Steven Gonsalvez

Software Engineer

← Back to Banter
August 4, 2025|8 min read

GPT-5, Opus 4.1, and Duct-Tape Security: AI's Wildest Week in 2025

The Week That Had Everything 🎪

A 24-year-old lands a $250M AI pay package. Meanwhile, link wrappers are nicking your login credentials. Same industry. Same week.

Right, where do I even start with this one. Week 32 was the kind of week where every newsletter hit different. GPT-5 dropped. Opus 4.1 dropped. OpenAI went open-source. Cursor got a CLI and got poisoned. North Korean devs are still out here catfishing hiring managers. And someone, somewhere, is writing a quarter-billion-dollar cheque to a researcher who can't legally rent a car in most US states.

Let's crack on.

The Money's Gone Absolutely Mental 💰

AI researchers are being recruited like Premier League strikers now. We're talking $250M packages. For a 24-year-old. I don't care how good your transformer architecture paper is, that number should make everyone uncomfortable.

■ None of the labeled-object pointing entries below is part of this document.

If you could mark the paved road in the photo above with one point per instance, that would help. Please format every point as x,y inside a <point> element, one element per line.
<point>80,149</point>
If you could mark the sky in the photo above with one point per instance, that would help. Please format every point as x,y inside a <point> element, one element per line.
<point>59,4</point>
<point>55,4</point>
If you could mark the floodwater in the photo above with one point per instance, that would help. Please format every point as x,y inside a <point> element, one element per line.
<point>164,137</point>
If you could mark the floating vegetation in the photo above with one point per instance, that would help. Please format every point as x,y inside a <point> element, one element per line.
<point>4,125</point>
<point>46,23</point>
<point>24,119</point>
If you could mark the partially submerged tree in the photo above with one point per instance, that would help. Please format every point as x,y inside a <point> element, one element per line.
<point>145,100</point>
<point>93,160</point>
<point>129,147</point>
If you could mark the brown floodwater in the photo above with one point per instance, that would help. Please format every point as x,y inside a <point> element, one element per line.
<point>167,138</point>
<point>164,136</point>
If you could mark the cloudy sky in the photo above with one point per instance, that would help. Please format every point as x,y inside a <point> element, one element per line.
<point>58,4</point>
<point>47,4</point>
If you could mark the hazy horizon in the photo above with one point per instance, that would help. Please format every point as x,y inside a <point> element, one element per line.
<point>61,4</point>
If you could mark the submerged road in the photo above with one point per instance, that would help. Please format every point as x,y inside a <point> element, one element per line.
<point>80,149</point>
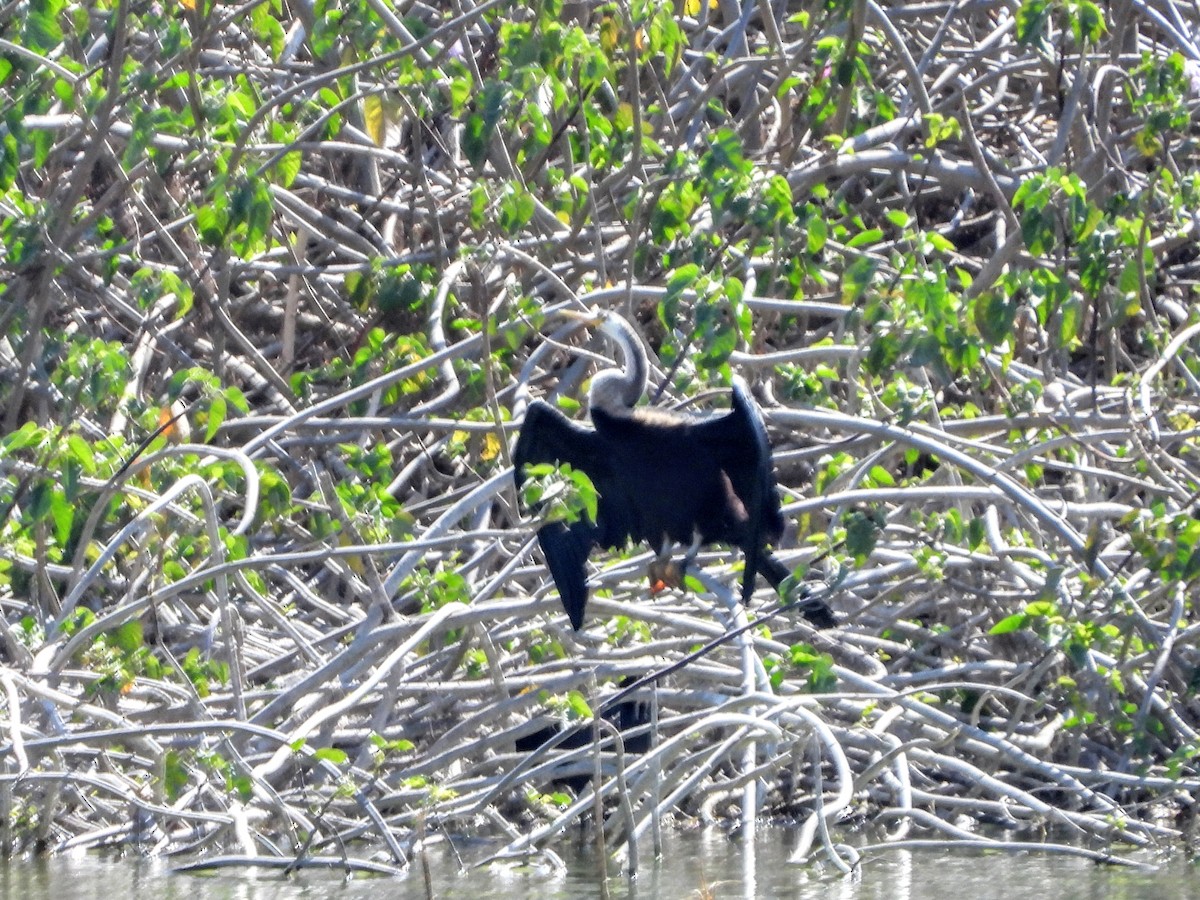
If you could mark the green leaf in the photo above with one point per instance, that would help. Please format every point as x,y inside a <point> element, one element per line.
<point>129,636</point>
<point>28,435</point>
<point>217,411</point>
<point>881,477</point>
<point>63,513</point>
<point>862,533</point>
<point>994,316</point>
<point>577,706</point>
<point>81,450</point>
<point>1012,623</point>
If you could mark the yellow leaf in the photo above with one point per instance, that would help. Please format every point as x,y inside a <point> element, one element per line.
<point>610,33</point>
<point>491,448</point>
<point>372,115</point>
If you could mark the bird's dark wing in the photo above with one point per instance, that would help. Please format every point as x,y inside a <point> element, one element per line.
<point>739,444</point>
<point>567,547</point>
<point>549,436</point>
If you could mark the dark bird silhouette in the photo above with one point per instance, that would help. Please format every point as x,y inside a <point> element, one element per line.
<point>663,478</point>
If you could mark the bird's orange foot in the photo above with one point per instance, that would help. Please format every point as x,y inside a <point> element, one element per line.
<point>664,574</point>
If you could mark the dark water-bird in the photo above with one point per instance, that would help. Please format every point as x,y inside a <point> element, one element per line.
<point>663,478</point>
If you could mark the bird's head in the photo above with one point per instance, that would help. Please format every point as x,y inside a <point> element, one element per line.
<point>615,390</point>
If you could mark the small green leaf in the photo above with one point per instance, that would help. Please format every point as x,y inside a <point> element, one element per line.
<point>217,411</point>
<point>331,754</point>
<point>1012,623</point>
<point>579,706</point>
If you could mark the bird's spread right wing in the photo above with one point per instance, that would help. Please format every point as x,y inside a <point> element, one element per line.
<point>549,436</point>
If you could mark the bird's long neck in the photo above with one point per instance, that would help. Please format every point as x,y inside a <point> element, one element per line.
<point>618,391</point>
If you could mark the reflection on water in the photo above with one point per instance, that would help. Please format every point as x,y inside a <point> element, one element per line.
<point>696,865</point>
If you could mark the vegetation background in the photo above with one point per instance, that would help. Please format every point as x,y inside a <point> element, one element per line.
<point>275,276</point>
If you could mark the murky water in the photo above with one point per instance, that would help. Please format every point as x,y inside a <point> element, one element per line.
<point>706,864</point>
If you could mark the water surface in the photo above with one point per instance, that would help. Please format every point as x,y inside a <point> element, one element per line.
<point>696,865</point>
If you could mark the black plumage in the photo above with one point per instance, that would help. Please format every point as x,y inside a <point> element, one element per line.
<point>661,478</point>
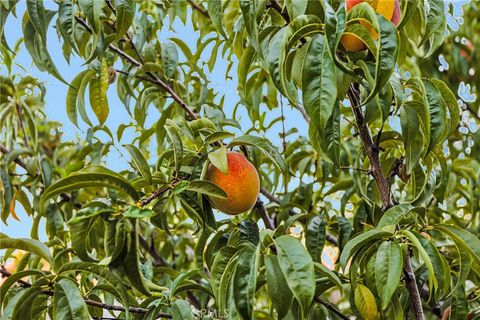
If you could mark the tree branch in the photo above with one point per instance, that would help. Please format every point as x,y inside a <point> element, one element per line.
<point>199,8</point>
<point>157,259</point>
<point>22,125</point>
<point>269,223</point>
<point>275,5</point>
<point>5,274</point>
<point>370,148</point>
<point>472,112</point>
<point>5,151</point>
<point>411,284</point>
<point>332,308</point>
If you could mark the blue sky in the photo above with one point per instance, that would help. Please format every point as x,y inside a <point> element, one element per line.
<point>118,157</point>
<point>56,94</point>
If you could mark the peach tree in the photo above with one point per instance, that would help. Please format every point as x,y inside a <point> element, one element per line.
<point>371,212</point>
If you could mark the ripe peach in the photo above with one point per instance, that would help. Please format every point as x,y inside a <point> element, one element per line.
<point>390,9</point>
<point>241,184</point>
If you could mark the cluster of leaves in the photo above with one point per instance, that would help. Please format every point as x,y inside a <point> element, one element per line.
<point>377,176</point>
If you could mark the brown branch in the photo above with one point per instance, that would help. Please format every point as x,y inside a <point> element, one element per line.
<point>370,149</point>
<point>275,5</point>
<point>472,112</point>
<point>5,151</point>
<point>269,196</point>
<point>269,223</point>
<point>199,8</point>
<point>157,193</point>
<point>330,238</point>
<point>153,77</point>
<point>22,126</point>
<point>411,284</point>
<point>157,259</point>
<point>332,308</point>
<point>5,274</point>
<point>356,169</point>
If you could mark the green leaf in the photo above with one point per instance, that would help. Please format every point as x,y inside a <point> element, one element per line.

The maths works out to roughly "we'd rather overpay by 10x than let a competitor have you." Which, fine, that's how bidding wars work. But it tells you something about the state of things when the talent pool is so thin that a single researcher commands more than most companies are worth.

Here's what bothers me though. These packages aren't salary. They're structured as equity, retention bonuses, and golden handcuffs. The researcher doesn't actually get $250M unless the company's valuation holds. And if we've learned anything from the last two decades of tech, valuations are vibes until they're not.

Feels like: Paying someone a quarter billion to fix your plumbing while the rest of the house is on fire and nobody's rung the fire brigade.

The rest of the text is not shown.